La presse en ligne a également publié quelques articles dénonçant cette censure :
- Loppsi 2: “Les dictateurs en ont rêvé, Sarkozy l’a fait” (LExpress.fr)
- Tout le monde a peur de la LOPPSI (NouvelObs.com)
- L’Assemblée nationale valide le filtrage du web (NouvelObs.com)
- La loi LOPPSI est un pied dans la porte vers une censure gouvernementale de l’Internet (LeMonde.fr)
- LOPPSI 2 donne les pleins pouvoirs au ministère de l’Intérieur pour censurer le Net (20minutes.fr)
- LOPPSI 2: une loi extrêmement dangereuse et régressive (Liberation.fr)
Le décalage entre les informations fournies par les médias traditionnels et les médias en ligne est flagrant.

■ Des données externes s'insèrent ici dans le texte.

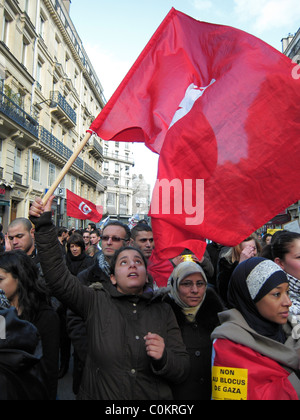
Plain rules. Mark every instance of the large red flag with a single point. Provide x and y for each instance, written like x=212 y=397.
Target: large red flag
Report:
x=82 y=209
x=222 y=108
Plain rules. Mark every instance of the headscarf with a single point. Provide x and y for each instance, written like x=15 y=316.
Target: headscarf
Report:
x=251 y=281
x=181 y=272
x=294 y=294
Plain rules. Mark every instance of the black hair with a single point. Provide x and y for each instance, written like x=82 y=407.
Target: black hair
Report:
x=117 y=253
x=282 y=243
x=96 y=231
x=31 y=293
x=122 y=225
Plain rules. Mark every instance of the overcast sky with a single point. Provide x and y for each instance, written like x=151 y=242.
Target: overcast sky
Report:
x=114 y=33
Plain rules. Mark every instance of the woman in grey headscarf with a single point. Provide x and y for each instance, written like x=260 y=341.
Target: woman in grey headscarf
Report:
x=196 y=308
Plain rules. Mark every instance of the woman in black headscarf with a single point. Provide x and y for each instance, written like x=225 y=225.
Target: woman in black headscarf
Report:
x=256 y=354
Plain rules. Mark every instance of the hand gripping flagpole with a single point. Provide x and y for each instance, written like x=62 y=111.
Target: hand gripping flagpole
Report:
x=66 y=168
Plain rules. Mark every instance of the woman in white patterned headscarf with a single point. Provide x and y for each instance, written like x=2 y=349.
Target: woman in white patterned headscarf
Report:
x=254 y=350
x=286 y=253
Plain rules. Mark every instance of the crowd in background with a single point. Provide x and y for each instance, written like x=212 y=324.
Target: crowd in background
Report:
x=137 y=332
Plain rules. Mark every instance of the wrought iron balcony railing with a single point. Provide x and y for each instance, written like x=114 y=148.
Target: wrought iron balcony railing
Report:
x=18 y=115
x=64 y=105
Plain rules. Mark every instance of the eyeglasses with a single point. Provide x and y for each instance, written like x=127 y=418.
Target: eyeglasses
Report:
x=190 y=284
x=113 y=238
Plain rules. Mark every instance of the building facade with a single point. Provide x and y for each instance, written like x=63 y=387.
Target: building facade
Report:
x=117 y=178
x=49 y=96
x=291 y=48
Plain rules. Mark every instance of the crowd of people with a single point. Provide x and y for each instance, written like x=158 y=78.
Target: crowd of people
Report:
x=141 y=335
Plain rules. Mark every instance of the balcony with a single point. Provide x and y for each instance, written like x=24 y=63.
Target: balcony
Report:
x=63 y=110
x=18 y=178
x=17 y=118
x=52 y=148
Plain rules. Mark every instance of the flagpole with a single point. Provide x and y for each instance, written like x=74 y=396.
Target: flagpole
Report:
x=66 y=168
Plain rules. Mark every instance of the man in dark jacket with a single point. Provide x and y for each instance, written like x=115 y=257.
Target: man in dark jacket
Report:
x=115 y=236
x=20 y=354
x=119 y=364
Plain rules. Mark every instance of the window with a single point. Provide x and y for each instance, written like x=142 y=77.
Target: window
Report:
x=5 y=30
x=42 y=26
x=24 y=51
x=26 y=6
x=17 y=161
x=51 y=175
x=36 y=167
x=39 y=74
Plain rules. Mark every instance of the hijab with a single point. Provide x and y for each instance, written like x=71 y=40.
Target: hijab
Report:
x=181 y=272
x=4 y=303
x=251 y=281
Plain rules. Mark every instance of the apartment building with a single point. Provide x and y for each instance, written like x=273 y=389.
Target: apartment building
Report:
x=291 y=48
x=49 y=96
x=117 y=177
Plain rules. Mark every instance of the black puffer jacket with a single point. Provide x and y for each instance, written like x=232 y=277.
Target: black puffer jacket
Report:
x=21 y=377
x=117 y=366
x=197 y=338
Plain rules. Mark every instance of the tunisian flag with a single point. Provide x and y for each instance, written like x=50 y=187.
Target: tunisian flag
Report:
x=82 y=209
x=222 y=108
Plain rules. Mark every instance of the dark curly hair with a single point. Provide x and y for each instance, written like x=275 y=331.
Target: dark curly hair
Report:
x=31 y=293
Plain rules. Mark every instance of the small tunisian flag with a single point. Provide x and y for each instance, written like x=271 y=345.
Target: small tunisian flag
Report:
x=222 y=108
x=82 y=209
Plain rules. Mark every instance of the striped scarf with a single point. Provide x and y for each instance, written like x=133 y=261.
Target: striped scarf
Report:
x=4 y=303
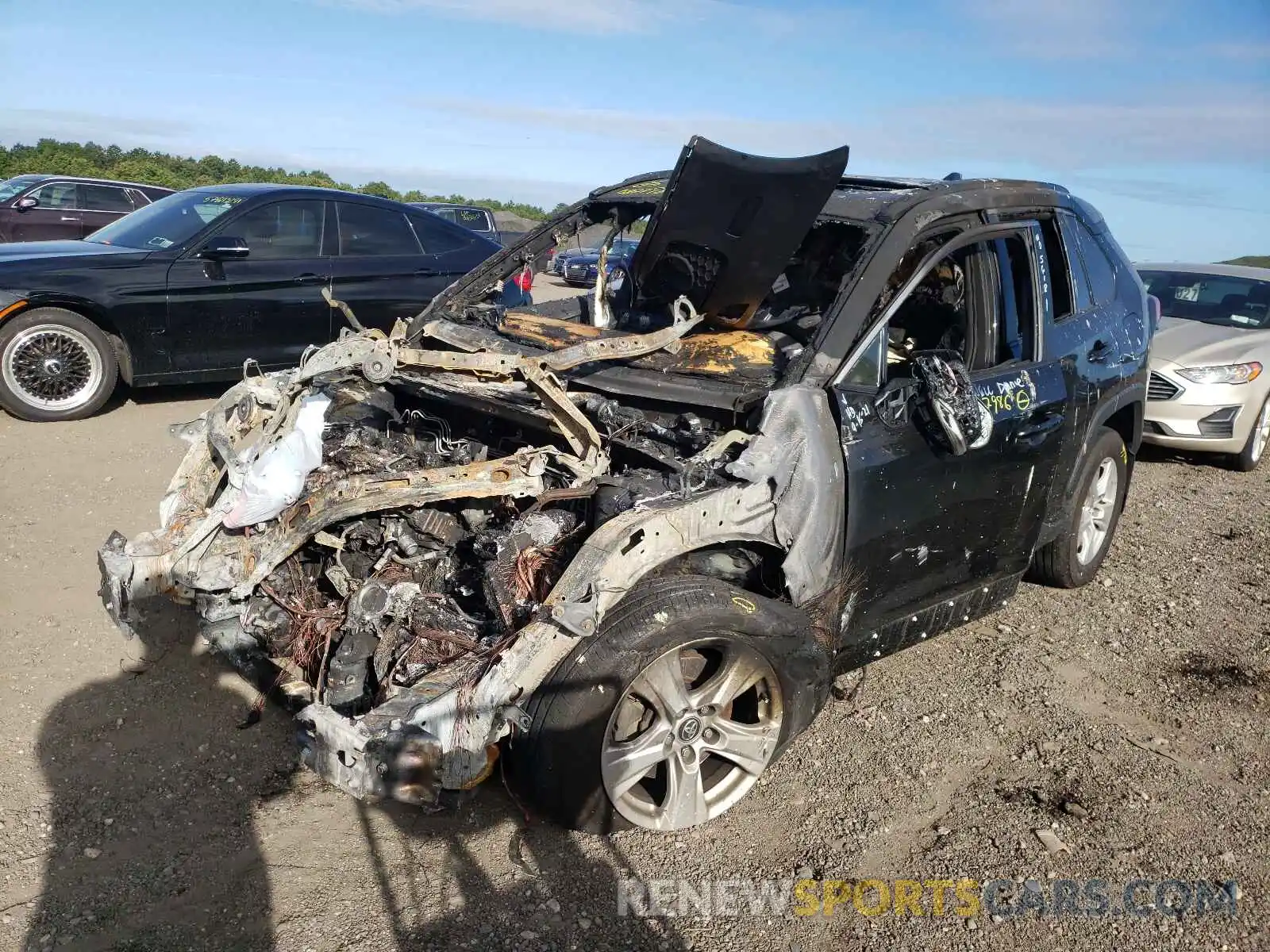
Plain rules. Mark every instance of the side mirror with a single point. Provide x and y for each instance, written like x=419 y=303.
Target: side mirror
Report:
x=949 y=404
x=224 y=248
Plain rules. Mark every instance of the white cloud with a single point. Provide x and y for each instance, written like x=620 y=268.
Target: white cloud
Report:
x=1064 y=29
x=1218 y=127
x=31 y=125
x=588 y=17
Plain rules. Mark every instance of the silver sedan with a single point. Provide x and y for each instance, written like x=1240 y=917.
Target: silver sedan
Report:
x=1210 y=359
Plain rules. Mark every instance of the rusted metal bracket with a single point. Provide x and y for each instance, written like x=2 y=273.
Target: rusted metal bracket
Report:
x=583 y=438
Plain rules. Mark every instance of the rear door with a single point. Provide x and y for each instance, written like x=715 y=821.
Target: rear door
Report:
x=267 y=308
x=101 y=205
x=57 y=216
x=391 y=263
x=924 y=526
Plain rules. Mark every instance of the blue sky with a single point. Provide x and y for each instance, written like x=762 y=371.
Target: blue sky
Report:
x=1156 y=111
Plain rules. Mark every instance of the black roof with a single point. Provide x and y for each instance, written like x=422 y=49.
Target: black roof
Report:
x=264 y=188
x=44 y=177
x=884 y=200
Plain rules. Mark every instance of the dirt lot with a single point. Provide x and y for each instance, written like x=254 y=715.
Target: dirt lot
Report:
x=139 y=812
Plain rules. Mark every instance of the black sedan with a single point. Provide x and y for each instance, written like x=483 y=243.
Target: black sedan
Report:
x=197 y=283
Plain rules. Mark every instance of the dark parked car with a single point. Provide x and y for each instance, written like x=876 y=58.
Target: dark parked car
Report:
x=583 y=270
x=560 y=255
x=44 y=207
x=192 y=286
x=633 y=545
x=479 y=220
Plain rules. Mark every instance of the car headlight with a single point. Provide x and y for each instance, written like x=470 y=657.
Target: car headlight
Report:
x=1223 y=374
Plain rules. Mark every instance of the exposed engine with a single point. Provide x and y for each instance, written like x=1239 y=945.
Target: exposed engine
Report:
x=378 y=603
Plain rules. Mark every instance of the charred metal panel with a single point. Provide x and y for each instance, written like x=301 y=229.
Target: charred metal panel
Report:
x=797 y=452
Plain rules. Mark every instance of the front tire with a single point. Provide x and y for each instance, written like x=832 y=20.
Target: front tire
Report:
x=55 y=365
x=667 y=717
x=1075 y=558
x=1259 y=440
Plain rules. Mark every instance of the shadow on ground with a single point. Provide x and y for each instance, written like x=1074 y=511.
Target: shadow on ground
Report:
x=152 y=839
x=156 y=791
x=1155 y=454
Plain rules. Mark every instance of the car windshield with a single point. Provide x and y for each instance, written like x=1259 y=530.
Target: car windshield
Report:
x=474 y=219
x=18 y=183
x=1213 y=298
x=169 y=221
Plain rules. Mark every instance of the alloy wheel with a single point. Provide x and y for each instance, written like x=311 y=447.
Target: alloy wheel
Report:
x=692 y=734
x=52 y=367
x=1261 y=433
x=1096 y=512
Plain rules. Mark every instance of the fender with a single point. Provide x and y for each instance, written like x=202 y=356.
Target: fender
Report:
x=1126 y=395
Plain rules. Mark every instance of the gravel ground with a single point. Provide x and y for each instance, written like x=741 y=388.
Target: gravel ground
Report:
x=1128 y=719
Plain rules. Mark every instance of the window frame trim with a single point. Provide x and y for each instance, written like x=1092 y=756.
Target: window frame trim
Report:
x=406 y=219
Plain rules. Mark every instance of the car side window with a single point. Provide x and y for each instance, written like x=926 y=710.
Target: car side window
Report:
x=436 y=238
x=57 y=194
x=977 y=302
x=1083 y=298
x=105 y=198
x=1062 y=270
x=281 y=230
x=1013 y=334
x=1098 y=266
x=366 y=230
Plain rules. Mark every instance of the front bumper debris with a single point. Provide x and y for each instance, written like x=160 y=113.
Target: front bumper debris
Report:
x=398 y=762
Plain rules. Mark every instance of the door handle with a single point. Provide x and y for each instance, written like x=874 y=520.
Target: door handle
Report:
x=1100 y=352
x=1041 y=425
x=1037 y=431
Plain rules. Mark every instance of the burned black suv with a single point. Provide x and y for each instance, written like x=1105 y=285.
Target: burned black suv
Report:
x=625 y=541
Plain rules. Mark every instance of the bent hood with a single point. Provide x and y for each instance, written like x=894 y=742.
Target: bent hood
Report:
x=36 y=251
x=728 y=224
x=723 y=226
x=1198 y=344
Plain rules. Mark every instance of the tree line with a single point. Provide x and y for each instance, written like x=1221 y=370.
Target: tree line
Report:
x=89 y=159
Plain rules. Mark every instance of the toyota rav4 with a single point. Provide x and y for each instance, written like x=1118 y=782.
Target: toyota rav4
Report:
x=626 y=541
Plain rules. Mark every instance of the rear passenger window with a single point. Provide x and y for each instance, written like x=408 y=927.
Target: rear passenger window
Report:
x=366 y=230
x=283 y=230
x=1060 y=270
x=1098 y=266
x=436 y=238
x=105 y=198
x=57 y=194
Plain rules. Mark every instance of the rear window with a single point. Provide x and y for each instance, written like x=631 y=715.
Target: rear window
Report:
x=471 y=219
x=1213 y=298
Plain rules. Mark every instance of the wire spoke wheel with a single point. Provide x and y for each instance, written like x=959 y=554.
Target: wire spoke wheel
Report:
x=52 y=367
x=692 y=734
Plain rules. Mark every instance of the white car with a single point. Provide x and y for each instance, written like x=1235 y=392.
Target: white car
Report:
x=1210 y=384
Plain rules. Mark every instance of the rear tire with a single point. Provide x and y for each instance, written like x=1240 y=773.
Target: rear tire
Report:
x=1259 y=441
x=1073 y=559
x=565 y=765
x=55 y=365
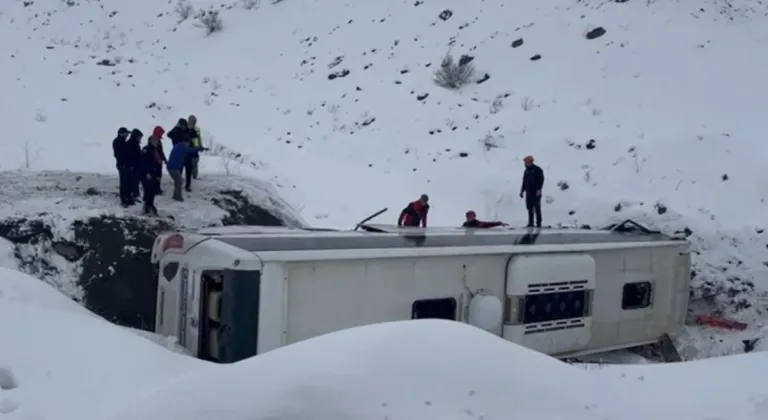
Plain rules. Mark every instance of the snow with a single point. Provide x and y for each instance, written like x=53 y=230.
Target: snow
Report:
x=441 y=369
x=59 y=361
x=671 y=114
x=63 y=360
x=673 y=96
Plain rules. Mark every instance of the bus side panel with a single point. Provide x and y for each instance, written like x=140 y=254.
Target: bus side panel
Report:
x=168 y=299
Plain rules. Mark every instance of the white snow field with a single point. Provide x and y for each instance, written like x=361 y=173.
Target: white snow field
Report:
x=59 y=362
x=661 y=119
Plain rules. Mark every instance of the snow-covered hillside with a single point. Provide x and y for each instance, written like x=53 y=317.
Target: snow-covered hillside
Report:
x=661 y=118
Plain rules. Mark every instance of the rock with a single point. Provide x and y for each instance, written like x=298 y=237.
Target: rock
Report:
x=595 y=33
x=99 y=254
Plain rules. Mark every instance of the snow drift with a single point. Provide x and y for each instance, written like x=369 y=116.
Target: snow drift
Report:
x=59 y=360
x=68 y=229
x=439 y=369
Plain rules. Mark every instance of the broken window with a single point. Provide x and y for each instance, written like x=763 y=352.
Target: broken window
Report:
x=636 y=295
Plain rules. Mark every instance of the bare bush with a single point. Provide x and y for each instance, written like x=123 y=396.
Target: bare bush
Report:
x=526 y=103
x=211 y=21
x=452 y=74
x=184 y=9
x=249 y=4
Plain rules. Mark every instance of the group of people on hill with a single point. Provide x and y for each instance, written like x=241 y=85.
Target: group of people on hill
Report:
x=415 y=213
x=137 y=165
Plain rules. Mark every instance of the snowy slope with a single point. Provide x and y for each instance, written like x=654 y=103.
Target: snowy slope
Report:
x=60 y=362
x=673 y=96
x=57 y=359
x=446 y=370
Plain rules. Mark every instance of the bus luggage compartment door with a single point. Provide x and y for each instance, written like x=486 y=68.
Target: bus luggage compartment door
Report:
x=549 y=300
x=232 y=328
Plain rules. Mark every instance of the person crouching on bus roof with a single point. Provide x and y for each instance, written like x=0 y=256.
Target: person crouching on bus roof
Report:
x=472 y=222
x=415 y=213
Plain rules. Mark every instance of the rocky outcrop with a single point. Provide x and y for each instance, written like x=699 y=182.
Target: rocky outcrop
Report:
x=67 y=230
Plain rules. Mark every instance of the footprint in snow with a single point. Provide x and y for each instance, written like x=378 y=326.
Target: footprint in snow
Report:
x=7 y=379
x=8 y=406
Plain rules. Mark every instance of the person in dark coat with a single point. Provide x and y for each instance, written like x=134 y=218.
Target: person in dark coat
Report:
x=472 y=222
x=180 y=132
x=176 y=163
x=133 y=151
x=415 y=213
x=533 y=182
x=158 y=133
x=194 y=130
x=120 y=151
x=151 y=169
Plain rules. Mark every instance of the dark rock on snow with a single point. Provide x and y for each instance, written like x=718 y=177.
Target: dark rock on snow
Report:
x=595 y=33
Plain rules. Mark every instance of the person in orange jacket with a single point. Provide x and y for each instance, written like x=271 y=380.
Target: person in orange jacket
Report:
x=472 y=222
x=415 y=213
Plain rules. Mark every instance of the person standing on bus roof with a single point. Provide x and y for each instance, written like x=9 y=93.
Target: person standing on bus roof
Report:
x=533 y=182
x=415 y=213
x=472 y=222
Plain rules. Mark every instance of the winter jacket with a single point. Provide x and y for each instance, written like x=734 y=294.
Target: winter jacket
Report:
x=414 y=214
x=480 y=224
x=179 y=134
x=120 y=151
x=533 y=180
x=133 y=150
x=178 y=155
x=150 y=161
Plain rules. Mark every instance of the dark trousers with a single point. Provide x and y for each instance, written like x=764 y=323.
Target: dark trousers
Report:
x=124 y=174
x=533 y=204
x=135 y=181
x=189 y=172
x=150 y=187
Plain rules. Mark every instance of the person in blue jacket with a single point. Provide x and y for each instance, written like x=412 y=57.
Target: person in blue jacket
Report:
x=175 y=165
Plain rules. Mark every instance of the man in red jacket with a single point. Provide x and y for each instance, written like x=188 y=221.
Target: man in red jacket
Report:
x=472 y=221
x=415 y=213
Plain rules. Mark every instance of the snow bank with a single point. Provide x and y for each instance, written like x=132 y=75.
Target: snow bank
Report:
x=67 y=229
x=426 y=369
x=58 y=360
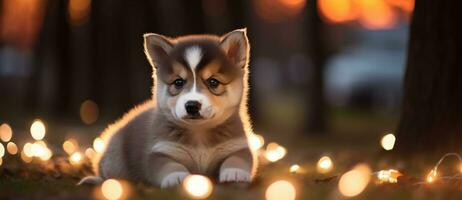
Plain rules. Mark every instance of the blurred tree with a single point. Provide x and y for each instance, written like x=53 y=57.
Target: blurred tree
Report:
x=431 y=117
x=317 y=49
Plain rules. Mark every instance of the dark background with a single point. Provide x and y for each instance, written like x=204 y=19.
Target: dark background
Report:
x=310 y=60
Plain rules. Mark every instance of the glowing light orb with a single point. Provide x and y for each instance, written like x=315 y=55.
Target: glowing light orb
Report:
x=325 y=165
x=256 y=141
x=75 y=158
x=275 y=152
x=12 y=148
x=5 y=132
x=294 y=168
x=388 y=141
x=354 y=181
x=99 y=145
x=70 y=146
x=198 y=186
x=27 y=149
x=112 y=189
x=90 y=153
x=25 y=158
x=281 y=190
x=2 y=150
x=388 y=176
x=38 y=130
x=431 y=176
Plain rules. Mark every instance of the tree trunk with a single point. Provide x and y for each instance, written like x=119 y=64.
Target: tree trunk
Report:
x=317 y=50
x=431 y=116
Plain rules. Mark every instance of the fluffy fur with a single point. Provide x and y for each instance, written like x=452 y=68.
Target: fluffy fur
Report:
x=159 y=142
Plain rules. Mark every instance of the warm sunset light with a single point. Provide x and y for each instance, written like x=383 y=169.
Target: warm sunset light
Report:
x=324 y=165
x=376 y=14
x=70 y=146
x=89 y=111
x=75 y=158
x=79 y=11
x=12 y=148
x=388 y=142
x=354 y=181
x=281 y=190
x=256 y=141
x=38 y=130
x=337 y=11
x=112 y=189
x=98 y=145
x=198 y=186
x=5 y=132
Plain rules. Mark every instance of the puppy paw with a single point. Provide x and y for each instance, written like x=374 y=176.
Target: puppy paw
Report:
x=235 y=175
x=173 y=179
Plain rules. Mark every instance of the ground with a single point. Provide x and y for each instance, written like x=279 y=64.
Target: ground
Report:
x=354 y=138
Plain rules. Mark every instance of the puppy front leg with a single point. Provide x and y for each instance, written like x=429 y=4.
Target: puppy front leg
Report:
x=165 y=172
x=237 y=167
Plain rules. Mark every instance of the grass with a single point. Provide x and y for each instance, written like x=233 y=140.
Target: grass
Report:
x=353 y=138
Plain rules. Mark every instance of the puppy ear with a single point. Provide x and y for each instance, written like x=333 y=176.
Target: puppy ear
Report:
x=236 y=46
x=157 y=48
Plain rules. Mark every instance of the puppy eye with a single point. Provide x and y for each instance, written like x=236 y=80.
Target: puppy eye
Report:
x=179 y=83
x=213 y=83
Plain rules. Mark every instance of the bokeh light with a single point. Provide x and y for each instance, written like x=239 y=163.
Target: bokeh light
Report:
x=388 y=141
x=5 y=132
x=89 y=111
x=325 y=165
x=281 y=190
x=76 y=158
x=294 y=168
x=198 y=186
x=12 y=148
x=70 y=146
x=38 y=129
x=112 y=189
x=98 y=145
x=353 y=182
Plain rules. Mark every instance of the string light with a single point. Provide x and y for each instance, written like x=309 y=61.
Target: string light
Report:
x=388 y=141
x=388 y=176
x=294 y=168
x=325 y=165
x=5 y=132
x=353 y=182
x=38 y=129
x=281 y=190
x=12 y=148
x=75 y=158
x=99 y=145
x=198 y=186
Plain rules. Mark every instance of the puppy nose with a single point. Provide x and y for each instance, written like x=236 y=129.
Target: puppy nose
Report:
x=193 y=107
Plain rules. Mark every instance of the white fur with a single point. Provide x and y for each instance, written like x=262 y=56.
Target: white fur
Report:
x=234 y=175
x=193 y=56
x=200 y=157
x=173 y=179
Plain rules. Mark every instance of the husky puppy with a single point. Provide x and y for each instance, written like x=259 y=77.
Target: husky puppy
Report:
x=197 y=120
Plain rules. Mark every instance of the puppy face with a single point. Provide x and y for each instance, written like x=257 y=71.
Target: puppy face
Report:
x=199 y=78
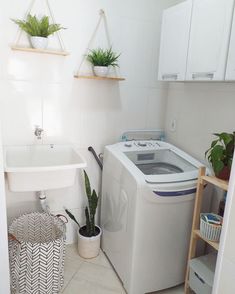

Les causes profondes de la volonté de contrôler et de censurer l’information sur le Net ne sont certainement pas à chercher bien loin.
Conclusion
En conclusion, je souhaite faire passer 3 messages :
- Aux membres du Sénat : supprimez l’article 4, ou au moins rétablissez l’intervention du juge.
- Aux membres du Conseil Constitutionnel : Déclarez l’article 4 non conforme à la Constitution.
- Aux citoyens : Informez-vous sur le Net.
À lire également
Je vous recommande ces billets d’Edwy Plenel :
- En défense d’Internet et de WikiLeaks (1): nous autres, barbares…
- En défense d’Internet et de WikiLeaks (2): la question démocratique
- En défense d’Internet et de WikiLeaks (3): la révolution numérique
- En défense d’Internet et de WikiLeaks (4): politique de la relation
Remarque
(EDIT 18/01/2011) Je n’ai parlé ici que de l’article 4, mais beaucoup d’autres articles de la LOPPSI sont décriés. Dans ce projet, l’exécutif use de son influence sur le législatif pour affaiblir le judiciaire, ce qui remet violemment en cause la séparation des pouvoirs. Lire par exemple la tribune d’Eva Joly et Sandrine Bélier sur Rue89 : La Loppsi 2 n’est pas notre France.